O Facebook lançou na sexta-feira (2/10) uma campanha de educação de privacidade expandida para novos usuários, com foco em configurações padrão, acesso do usuário aos seus próprios dados e sobre como decidir com quem serão compartilhadas as suas informações.

Em um comunicado divulgado no site, a rede social informou que o novo esforço voltado à educação ajudará usuários a entender como funciona o compartilhamento de informações no site e como eles podem controlar os dados compartilhados. O site recebeu orientações do Gabinete do Comissário de Proteção de Dados da Irlanda para o esforço, disse a empresa.

Os novos usuários devem começar a ver a campanha a partir de sexta. "No Facebook, estamos empenhados em garantir que as pessoas entendam como controlar o que eles compartilham e com quem", disse a diretora-chefe de privacidade do site, Erin Egan, em um comunicado.

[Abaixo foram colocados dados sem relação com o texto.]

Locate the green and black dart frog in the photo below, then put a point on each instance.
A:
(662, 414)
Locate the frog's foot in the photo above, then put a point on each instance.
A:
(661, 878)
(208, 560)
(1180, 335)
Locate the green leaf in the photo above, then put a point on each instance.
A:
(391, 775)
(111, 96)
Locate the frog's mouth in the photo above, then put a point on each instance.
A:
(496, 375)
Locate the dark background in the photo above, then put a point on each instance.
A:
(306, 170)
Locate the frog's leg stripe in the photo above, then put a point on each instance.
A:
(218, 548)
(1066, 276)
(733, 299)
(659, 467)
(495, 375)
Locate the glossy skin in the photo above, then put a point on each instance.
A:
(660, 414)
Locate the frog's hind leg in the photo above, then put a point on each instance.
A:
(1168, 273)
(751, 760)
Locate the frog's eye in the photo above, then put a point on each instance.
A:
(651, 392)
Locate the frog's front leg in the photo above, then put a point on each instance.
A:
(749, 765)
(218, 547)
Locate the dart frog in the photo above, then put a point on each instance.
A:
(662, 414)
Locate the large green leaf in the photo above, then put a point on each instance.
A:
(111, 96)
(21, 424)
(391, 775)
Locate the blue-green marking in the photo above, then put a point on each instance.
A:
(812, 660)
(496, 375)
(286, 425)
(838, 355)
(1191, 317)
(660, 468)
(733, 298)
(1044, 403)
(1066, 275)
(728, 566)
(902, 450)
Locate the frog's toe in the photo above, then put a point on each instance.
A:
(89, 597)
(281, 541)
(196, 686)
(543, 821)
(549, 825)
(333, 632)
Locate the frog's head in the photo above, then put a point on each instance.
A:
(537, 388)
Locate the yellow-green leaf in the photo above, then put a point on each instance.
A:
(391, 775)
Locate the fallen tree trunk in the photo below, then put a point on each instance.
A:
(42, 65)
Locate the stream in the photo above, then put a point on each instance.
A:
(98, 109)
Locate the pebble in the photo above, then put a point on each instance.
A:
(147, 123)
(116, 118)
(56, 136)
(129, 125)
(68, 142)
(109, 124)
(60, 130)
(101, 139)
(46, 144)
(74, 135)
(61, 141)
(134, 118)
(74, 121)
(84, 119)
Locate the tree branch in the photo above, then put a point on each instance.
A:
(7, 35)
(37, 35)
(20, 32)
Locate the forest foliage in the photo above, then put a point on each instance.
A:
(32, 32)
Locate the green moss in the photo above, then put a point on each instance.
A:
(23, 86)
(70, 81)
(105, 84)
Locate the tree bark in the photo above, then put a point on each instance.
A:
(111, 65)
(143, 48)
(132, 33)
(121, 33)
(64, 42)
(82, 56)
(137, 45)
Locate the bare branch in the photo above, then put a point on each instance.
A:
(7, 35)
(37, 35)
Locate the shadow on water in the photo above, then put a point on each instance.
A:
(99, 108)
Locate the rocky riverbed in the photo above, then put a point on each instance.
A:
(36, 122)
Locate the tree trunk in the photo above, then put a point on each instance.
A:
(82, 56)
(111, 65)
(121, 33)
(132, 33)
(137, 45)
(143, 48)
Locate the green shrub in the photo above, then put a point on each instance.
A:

A campanha de privacidade expandida incluirá informações sobre como os usuários podem selecionar uma audiência para compartilhar informações em suas timelines, sobre como eles podem interagir com aplicações, jogos e outros websites, como anúncios funcionam no site e como marcar pessoas em fotos e postagens, disse a rede.

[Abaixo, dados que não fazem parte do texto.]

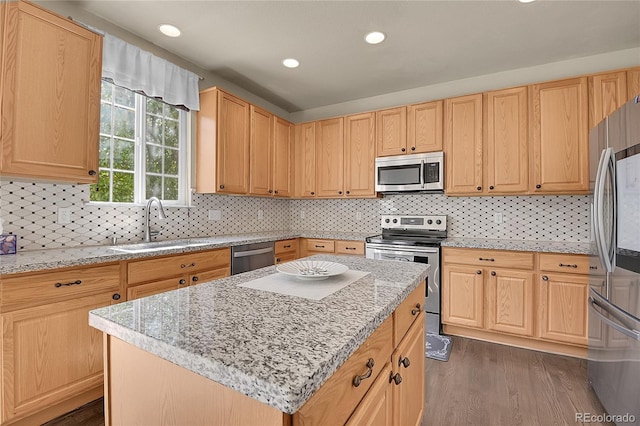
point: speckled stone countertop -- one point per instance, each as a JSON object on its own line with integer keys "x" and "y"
{"x": 38, "y": 260}
{"x": 276, "y": 349}
{"x": 516, "y": 245}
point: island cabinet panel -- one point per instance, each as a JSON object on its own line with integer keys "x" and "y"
{"x": 50, "y": 97}
{"x": 335, "y": 401}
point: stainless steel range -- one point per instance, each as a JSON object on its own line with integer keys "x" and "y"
{"x": 414, "y": 239}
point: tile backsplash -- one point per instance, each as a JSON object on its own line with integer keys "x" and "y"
{"x": 30, "y": 210}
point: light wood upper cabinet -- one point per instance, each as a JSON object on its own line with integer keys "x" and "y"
{"x": 359, "y": 155}
{"x": 463, "y": 145}
{"x": 506, "y": 141}
{"x": 330, "y": 157}
{"x": 607, "y": 93}
{"x": 261, "y": 151}
{"x": 222, "y": 160}
{"x": 50, "y": 98}
{"x": 305, "y": 160}
{"x": 559, "y": 137}
{"x": 282, "y": 140}
{"x": 424, "y": 127}
{"x": 391, "y": 131}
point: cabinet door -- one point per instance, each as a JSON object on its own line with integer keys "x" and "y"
{"x": 50, "y": 103}
{"x": 424, "y": 127}
{"x": 305, "y": 164}
{"x": 50, "y": 354}
{"x": 506, "y": 141}
{"x": 509, "y": 301}
{"x": 563, "y": 308}
{"x": 462, "y": 296}
{"x": 463, "y": 144}
{"x": 261, "y": 150}
{"x": 330, "y": 157}
{"x": 391, "y": 131}
{"x": 607, "y": 93}
{"x": 560, "y": 137}
{"x": 376, "y": 408}
{"x": 359, "y": 155}
{"x": 408, "y": 361}
{"x": 282, "y": 136}
{"x": 232, "y": 145}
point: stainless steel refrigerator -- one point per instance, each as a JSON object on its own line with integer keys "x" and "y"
{"x": 614, "y": 294}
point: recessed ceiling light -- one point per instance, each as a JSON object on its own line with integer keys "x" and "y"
{"x": 375, "y": 37}
{"x": 169, "y": 30}
{"x": 290, "y": 63}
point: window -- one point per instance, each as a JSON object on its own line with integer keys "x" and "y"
{"x": 142, "y": 149}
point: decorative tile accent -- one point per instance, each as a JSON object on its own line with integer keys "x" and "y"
{"x": 29, "y": 210}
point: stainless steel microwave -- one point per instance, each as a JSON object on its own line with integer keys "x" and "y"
{"x": 410, "y": 173}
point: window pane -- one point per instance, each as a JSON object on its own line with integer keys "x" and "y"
{"x": 154, "y": 186}
{"x": 154, "y": 159}
{"x": 171, "y": 133}
{"x": 124, "y": 123}
{"x": 170, "y": 161}
{"x": 122, "y": 187}
{"x": 123, "y": 154}
{"x": 154, "y": 129}
{"x": 170, "y": 188}
{"x": 104, "y": 157}
{"x": 100, "y": 191}
{"x": 124, "y": 97}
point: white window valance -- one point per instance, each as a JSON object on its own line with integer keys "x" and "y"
{"x": 138, "y": 70}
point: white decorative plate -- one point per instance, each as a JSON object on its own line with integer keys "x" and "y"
{"x": 312, "y": 269}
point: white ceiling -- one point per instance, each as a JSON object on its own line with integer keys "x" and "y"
{"x": 428, "y": 42}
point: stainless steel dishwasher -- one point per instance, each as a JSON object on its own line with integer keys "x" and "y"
{"x": 248, "y": 257}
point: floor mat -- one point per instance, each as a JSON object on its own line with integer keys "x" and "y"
{"x": 438, "y": 347}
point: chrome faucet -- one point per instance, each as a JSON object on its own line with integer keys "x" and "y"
{"x": 147, "y": 226}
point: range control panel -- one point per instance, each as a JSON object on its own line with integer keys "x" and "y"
{"x": 430, "y": 223}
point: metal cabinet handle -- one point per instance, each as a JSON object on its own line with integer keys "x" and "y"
{"x": 416, "y": 310}
{"x": 405, "y": 362}
{"x": 397, "y": 378}
{"x": 358, "y": 379}
{"x": 76, "y": 282}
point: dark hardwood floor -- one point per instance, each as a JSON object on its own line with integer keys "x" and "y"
{"x": 490, "y": 384}
{"x": 481, "y": 384}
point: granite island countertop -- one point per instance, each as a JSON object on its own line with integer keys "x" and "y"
{"x": 274, "y": 348}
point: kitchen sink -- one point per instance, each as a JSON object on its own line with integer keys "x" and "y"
{"x": 159, "y": 245}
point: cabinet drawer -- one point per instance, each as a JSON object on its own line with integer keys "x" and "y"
{"x": 166, "y": 266}
{"x": 572, "y": 263}
{"x": 488, "y": 258}
{"x": 44, "y": 288}
{"x": 324, "y": 246}
{"x": 286, "y": 246}
{"x": 334, "y": 402}
{"x": 350, "y": 247}
{"x": 407, "y": 312}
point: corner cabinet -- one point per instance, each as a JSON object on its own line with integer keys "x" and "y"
{"x": 50, "y": 98}
{"x": 222, "y": 160}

O Facebook também adicionou controles de privacidade para que os novos usuários possam selecionar audiências para dados como "colégios onde estudaram", "faculdades" e "empregos".

"Apenas fachada"
Dois defensores de privacidade questionaram o esforço do Facebook. A rede social de Mark Zuckerberg está sob pressão da Comissão Federal de Comércio dos EUA e de oficiais de privacidade da UE, afirmou o diretor executivo do Centro para a Democracia Digital (CDD), Jeffrey Chester.

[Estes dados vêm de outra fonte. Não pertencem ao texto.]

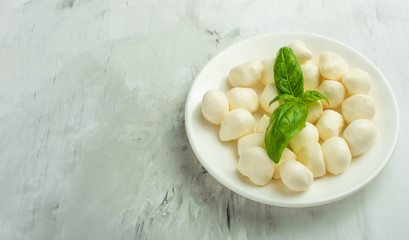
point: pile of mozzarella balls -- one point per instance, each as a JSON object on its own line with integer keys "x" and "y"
{"x": 333, "y": 135}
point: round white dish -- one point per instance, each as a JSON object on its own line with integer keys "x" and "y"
{"x": 220, "y": 159}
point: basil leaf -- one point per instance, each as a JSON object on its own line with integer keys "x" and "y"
{"x": 312, "y": 96}
{"x": 285, "y": 122}
{"x": 284, "y": 97}
{"x": 288, "y": 74}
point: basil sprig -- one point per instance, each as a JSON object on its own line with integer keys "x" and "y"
{"x": 289, "y": 118}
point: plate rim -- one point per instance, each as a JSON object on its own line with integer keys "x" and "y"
{"x": 334, "y": 198}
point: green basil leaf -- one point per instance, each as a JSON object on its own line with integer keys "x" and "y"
{"x": 284, "y": 97}
{"x": 288, "y": 74}
{"x": 285, "y": 122}
{"x": 312, "y": 96}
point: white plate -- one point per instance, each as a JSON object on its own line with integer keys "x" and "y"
{"x": 220, "y": 159}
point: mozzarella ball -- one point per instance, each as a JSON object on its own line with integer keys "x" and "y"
{"x": 334, "y": 91}
{"x": 251, "y": 140}
{"x": 360, "y": 135}
{"x": 285, "y": 156}
{"x": 357, "y": 81}
{"x": 263, "y": 124}
{"x": 358, "y": 106}
{"x": 308, "y": 134}
{"x": 256, "y": 165}
{"x": 269, "y": 93}
{"x": 311, "y": 75}
{"x": 242, "y": 98}
{"x": 332, "y": 66}
{"x": 330, "y": 124}
{"x": 267, "y": 76}
{"x": 314, "y": 111}
{"x": 336, "y": 154}
{"x": 214, "y": 106}
{"x": 246, "y": 74}
{"x": 302, "y": 53}
{"x": 295, "y": 175}
{"x": 311, "y": 156}
{"x": 236, "y": 124}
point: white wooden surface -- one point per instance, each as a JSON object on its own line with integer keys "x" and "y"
{"x": 93, "y": 144}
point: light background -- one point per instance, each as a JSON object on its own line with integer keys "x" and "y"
{"x": 93, "y": 144}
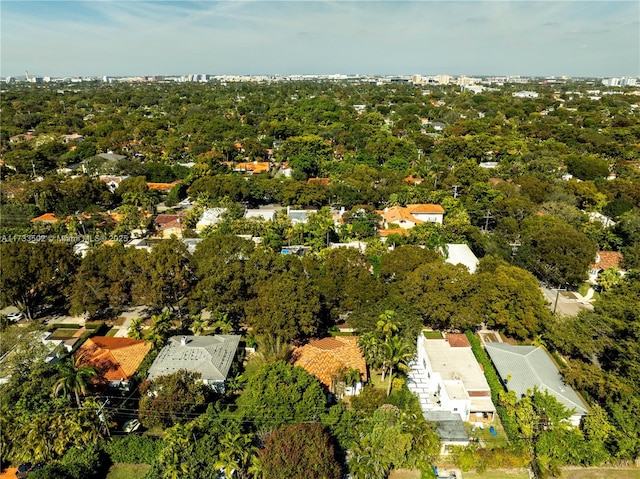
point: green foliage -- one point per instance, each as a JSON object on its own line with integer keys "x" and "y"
{"x": 554, "y": 251}
{"x": 172, "y": 399}
{"x": 33, "y": 274}
{"x": 495, "y": 384}
{"x": 391, "y": 438}
{"x": 278, "y": 394}
{"x": 133, "y": 449}
{"x": 84, "y": 463}
{"x": 299, "y": 451}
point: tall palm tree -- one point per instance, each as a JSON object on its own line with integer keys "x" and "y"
{"x": 160, "y": 329}
{"x": 74, "y": 378}
{"x": 135, "y": 329}
{"x": 397, "y": 355}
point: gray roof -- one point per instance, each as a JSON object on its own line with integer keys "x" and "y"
{"x": 529, "y": 367}
{"x": 299, "y": 216}
{"x": 111, "y": 156}
{"x": 211, "y": 356}
{"x": 449, "y": 426}
{"x": 211, "y": 216}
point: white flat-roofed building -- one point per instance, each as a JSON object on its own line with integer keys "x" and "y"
{"x": 211, "y": 356}
{"x": 447, "y": 377}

"O CDD acredita que há uma desconexão fundamental entre o que o Facebook diz a seus usuários a respeito de sua privacidade na rede e em como a plataforma de fato opera e coleta dados deles (incluindo para operações de publicidade social)", disse Chester, por e-mail. "Ferramentas educacionais são comumente utilizadas como uma cortina de fumaça, para encobrir práticas que exigem análise e intervenção regulatória."

O Facebook não faz um bom trabalho ao explicar como coleta dados de usuários, ele acrescentou. "A plataforma está continuamente lançando novas maneiras de coletar dados e orientar usuários", disse Chester.

Além disso, educação ao consumidor normalmente não é uma maneira eficaz de proteger a privacidade do usuário, acrescentou Marc Rotenberg, presidente do Centro de Privacidade à Informação Eletrônica. "O mal está sempre nos padrões", disse Rotenberg, por e-mail. "Muitas vezes companhias utilizam esses anúncios como uma oportunidade para mudar suas configurações de privacidade e práticas de negócios."